When eating at a restaurant or café, a tip of 15% is common. At a bar or at the counter, service isn't considered a big part of the meal so 10% to 12% is usually adequate. Large parties of seven people or more should expect to pay at least 20%, and this gratuity may be automatically included in your bill.
Tipping for a buffet can be more complex. At a fast-food buffet, tipping is unnecessary. If a waiter serves drinks, however, it is fine to tip a small amount. At high-end buffets, a tip of 15% to 20% is common, and this may be automatically included on your bill.
Tipping Other Staff
Besides the waiters, several other staff members will likely expect tips at a four-star restaurant. A few US Dollars (USD) are usually given to valets and coat checkers. In addition, the maître d' should typically receive a significant tip, usually as a lump sum not a percentage. These tips should be given before being seated.
If you stop in at a restaurant's bar while waiting to be seated, the bartender should receive 10% to 15% of the bar bill; it is usually best to close your bar tab before being seated, but if you don't, tip $1 to $2 USD per drink. Once you have dined, expect to leave the waiter at least 20%. If you had wine with your meal, the wine steward should usually be tipped 15%, although tips as low as 10% are acceptable for particularly expensive bottles of wine. A small amount of up to $1 USD is also typically given to bathroom attendants.
Take Out and Delivery
When picking up food at a restaurant, tipping is uncommon and not always expected. The person taking and preparing your order is providing you with service, however, so consider giving a small tip of up to 10%. If your order was complicated or the person who took the order was especially helpful — for example, if you didn't have a menu available — a tip on the higher end of the scale would be appropriate.
Many restaurants that offer delivery include a charge for the service, but this does not take the place of a tip. Delivery people should be tipped 15% in most cases. If the driver delivered the food especially quickly or during rain or snow, you should usually tip more.
Bear in mind that food and service are separate issues. A tip is generally given based on the quality of service, not the food, ambiance, or any entertainment. If the food was bad but the service was good, for example, complain to the manager about the food, but tip the server for his or her efforts. On the other hand, if the food was good but the meal was ruined by poor service, a lower tip is appropriate.

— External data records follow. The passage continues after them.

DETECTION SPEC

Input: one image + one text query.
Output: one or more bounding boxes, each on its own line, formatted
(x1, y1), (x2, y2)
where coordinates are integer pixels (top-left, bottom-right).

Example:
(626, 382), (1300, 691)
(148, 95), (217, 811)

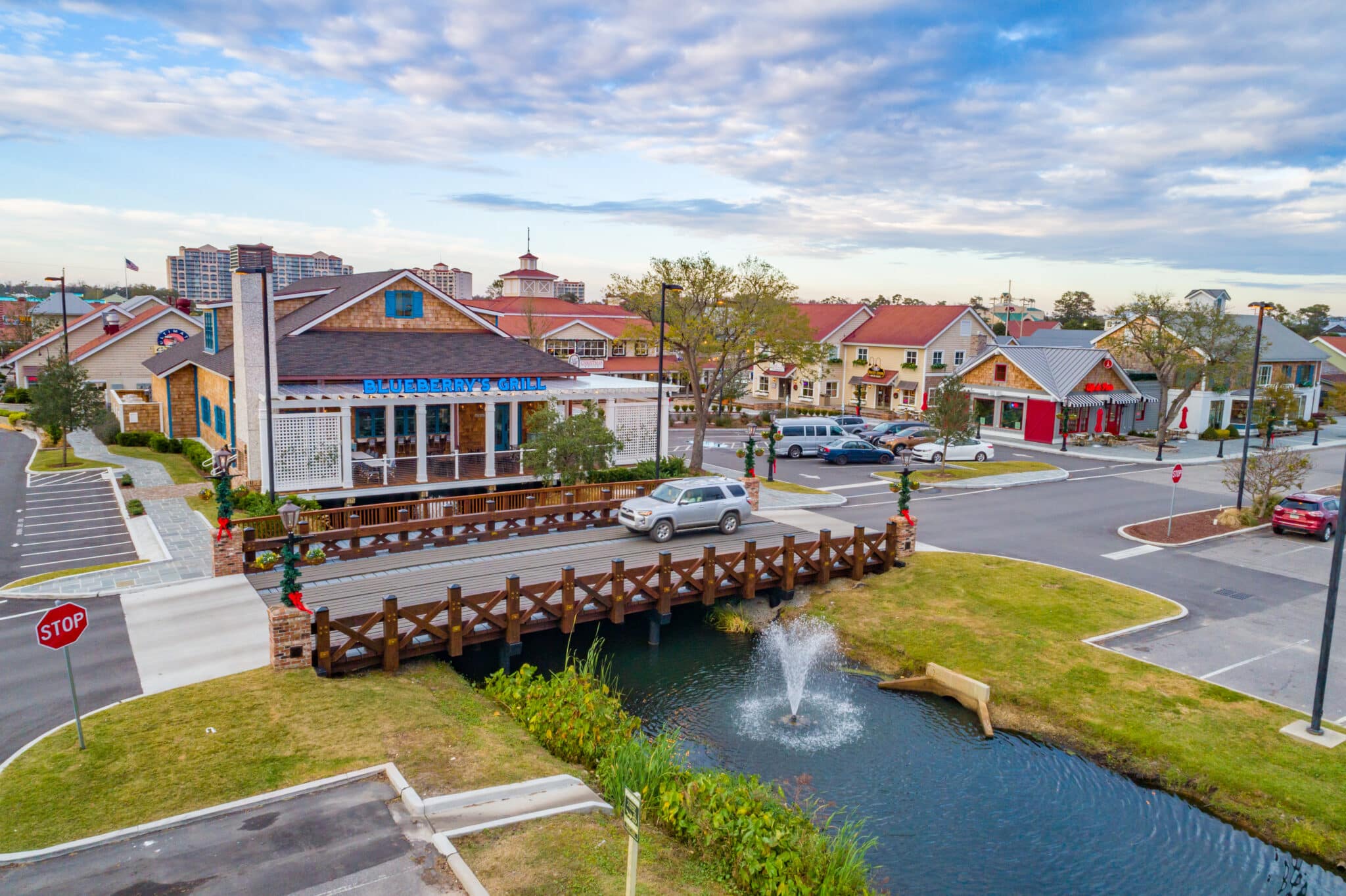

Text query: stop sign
(37, 604), (89, 650)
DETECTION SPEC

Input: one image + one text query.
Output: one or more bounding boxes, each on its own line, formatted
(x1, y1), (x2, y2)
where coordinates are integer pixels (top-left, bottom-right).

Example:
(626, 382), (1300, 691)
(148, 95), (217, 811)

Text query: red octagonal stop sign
(37, 604), (89, 650)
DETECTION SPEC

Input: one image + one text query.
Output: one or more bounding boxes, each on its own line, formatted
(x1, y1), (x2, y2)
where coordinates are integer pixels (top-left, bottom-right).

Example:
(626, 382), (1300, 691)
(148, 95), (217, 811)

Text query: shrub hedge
(484, 642), (873, 896)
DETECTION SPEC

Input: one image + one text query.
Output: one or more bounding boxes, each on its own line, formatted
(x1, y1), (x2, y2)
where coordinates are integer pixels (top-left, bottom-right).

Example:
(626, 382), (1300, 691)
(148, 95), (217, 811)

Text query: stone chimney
(231, 271), (279, 483)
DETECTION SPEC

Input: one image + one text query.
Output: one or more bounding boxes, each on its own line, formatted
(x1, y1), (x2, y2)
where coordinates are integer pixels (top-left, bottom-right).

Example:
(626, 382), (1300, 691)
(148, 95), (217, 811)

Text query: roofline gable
(287, 269), (513, 339)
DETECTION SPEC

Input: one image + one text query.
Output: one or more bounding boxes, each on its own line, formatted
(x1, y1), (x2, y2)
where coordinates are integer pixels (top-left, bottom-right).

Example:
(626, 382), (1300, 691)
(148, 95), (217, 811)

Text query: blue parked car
(818, 439), (893, 464)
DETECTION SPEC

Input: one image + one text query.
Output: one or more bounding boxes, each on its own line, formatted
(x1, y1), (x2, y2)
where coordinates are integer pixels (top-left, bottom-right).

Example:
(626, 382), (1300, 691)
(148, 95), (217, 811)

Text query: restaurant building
(144, 269), (668, 499)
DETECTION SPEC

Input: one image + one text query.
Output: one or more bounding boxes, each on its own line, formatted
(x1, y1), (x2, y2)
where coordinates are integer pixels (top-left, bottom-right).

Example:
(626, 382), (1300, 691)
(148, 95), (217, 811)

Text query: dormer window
(384, 289), (424, 317)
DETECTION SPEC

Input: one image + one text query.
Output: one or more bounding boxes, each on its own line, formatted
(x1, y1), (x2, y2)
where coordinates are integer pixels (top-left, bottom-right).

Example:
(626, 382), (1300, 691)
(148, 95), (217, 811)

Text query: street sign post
(622, 788), (641, 896)
(1169, 464), (1182, 535)
(36, 603), (89, 750)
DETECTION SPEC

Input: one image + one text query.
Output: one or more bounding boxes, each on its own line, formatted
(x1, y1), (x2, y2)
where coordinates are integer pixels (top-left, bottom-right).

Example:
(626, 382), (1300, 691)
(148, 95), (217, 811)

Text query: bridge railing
(312, 522), (904, 675)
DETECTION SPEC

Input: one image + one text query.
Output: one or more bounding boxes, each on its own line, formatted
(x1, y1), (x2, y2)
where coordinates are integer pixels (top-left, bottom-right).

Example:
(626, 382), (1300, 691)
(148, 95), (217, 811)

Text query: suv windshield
(650, 482), (682, 504)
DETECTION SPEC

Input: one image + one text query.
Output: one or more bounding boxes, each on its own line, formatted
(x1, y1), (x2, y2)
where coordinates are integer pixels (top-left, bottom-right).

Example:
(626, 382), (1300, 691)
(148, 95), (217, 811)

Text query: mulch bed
(1123, 507), (1265, 545)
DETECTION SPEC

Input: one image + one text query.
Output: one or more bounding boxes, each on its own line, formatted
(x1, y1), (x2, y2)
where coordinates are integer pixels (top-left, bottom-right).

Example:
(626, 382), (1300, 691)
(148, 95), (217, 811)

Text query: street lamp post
(1234, 302), (1274, 510)
(46, 268), (70, 361)
(654, 282), (684, 479)
(1309, 446), (1346, 737)
(276, 501), (303, 610)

No matter the restaurant, adding few percent to the tip is a good idea when the server has worked particularly hard or gone out of his or her way to make your meal pleasant. This shows that you acknowledge and appreciate the quality service you have received. In addition, leaving good tips can help ensure that you continue to receive good service in the future.
Outside the United States
Tipping is not required or expected in all countries, and in some cases, leaving a tip is considered unusual or even insulting. It is common in some places for the bill to have a "built-in" tip or gratuity, usually of 10% to 15%. In some cultures, you are free to add to the gratuity for particularly good service or simply round up the bill, while in others no additional amount is expected. As you prepare to travel abroad, it is usually worth researching the specific expectations for tipping at your destination.